God is that than which nothing greater can be thought.

That than which nothing greater can be thought (we’ll call it god from here on in. Think of God as a variable; like an x in algebra) can be thought of as existing and not existing.

God existing is greater than god not existing therefore we cannot think of God as not existing.

All well and good but the final clause in the argument is the trap I am talking about.

Therefore God must exist. (implicitly: because we cannot think of God as not existing)

What we have done here is show that using certain laws for thought – playing a certain thought game as Wittgenstein would put it – you cannot think of God as not existing. The trap is to then extend this beyond the limits of thought itself. Why should reality conform to laws of thought?

This trap is so common because I believe it is something we are born believing. It’s behind the belief called naïve realism. We all believe that the world outside of our experience must conform to the world of our experience without ever having any proof for or against this belief.

Another example of this way of thinking, of how we extend the rules of thought to illegitimately (without any ground) make claims about reality is the idea of infinite divisibility.
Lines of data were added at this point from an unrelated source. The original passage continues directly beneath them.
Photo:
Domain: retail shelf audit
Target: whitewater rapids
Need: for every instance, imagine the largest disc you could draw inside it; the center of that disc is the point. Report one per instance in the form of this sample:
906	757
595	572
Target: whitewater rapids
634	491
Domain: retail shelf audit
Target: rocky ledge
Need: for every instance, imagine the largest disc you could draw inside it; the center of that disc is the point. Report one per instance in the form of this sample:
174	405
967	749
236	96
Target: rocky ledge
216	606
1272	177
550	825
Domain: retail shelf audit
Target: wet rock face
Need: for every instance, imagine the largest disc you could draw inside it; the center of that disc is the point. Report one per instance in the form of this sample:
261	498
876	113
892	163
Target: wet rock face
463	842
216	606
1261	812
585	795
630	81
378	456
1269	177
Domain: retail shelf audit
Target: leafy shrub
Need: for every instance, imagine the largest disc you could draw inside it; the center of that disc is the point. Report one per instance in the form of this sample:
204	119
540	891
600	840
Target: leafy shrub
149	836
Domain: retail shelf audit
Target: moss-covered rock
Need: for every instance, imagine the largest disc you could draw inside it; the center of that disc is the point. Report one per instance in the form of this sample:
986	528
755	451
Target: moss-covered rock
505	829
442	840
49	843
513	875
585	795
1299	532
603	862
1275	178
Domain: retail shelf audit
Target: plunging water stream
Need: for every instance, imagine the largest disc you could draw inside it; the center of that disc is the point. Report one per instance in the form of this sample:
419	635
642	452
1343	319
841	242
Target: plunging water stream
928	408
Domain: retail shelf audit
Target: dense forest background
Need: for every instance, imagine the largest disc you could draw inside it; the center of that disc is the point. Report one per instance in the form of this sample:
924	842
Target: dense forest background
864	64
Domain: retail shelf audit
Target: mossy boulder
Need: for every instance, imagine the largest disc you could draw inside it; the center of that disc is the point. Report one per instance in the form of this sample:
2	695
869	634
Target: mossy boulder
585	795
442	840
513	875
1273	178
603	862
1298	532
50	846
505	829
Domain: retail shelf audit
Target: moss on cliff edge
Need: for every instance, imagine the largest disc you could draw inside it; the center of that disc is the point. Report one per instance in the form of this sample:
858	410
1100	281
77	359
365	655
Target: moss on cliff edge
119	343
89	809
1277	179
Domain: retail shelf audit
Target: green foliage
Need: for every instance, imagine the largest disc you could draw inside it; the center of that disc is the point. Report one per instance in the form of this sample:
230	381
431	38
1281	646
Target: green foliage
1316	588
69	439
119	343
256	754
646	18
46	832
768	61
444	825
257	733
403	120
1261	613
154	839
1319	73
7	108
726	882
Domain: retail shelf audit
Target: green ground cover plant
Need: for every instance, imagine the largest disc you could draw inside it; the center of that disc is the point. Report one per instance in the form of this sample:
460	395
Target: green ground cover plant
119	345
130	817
Numbers come from counting and counting is a process that is reversible. You can go on into infinity and you can go back to infinity. You can also count within a number (1, ½, 1/3, ¼ etc). This capacity is something our brains can do.

We can do loops and such things with ease. But is reality infinite? Is the space out there that we experience infinitely divisible? This is of course an empirical question and because of that and the nature of infinity it is impossible to answer. But we just assume without too much trouble that this must be the case.

Always try to maintain the distinction between the thought and what it is a thought about and let the thought be determined by the object of thought. Don’t try to put a square peg in a round hole.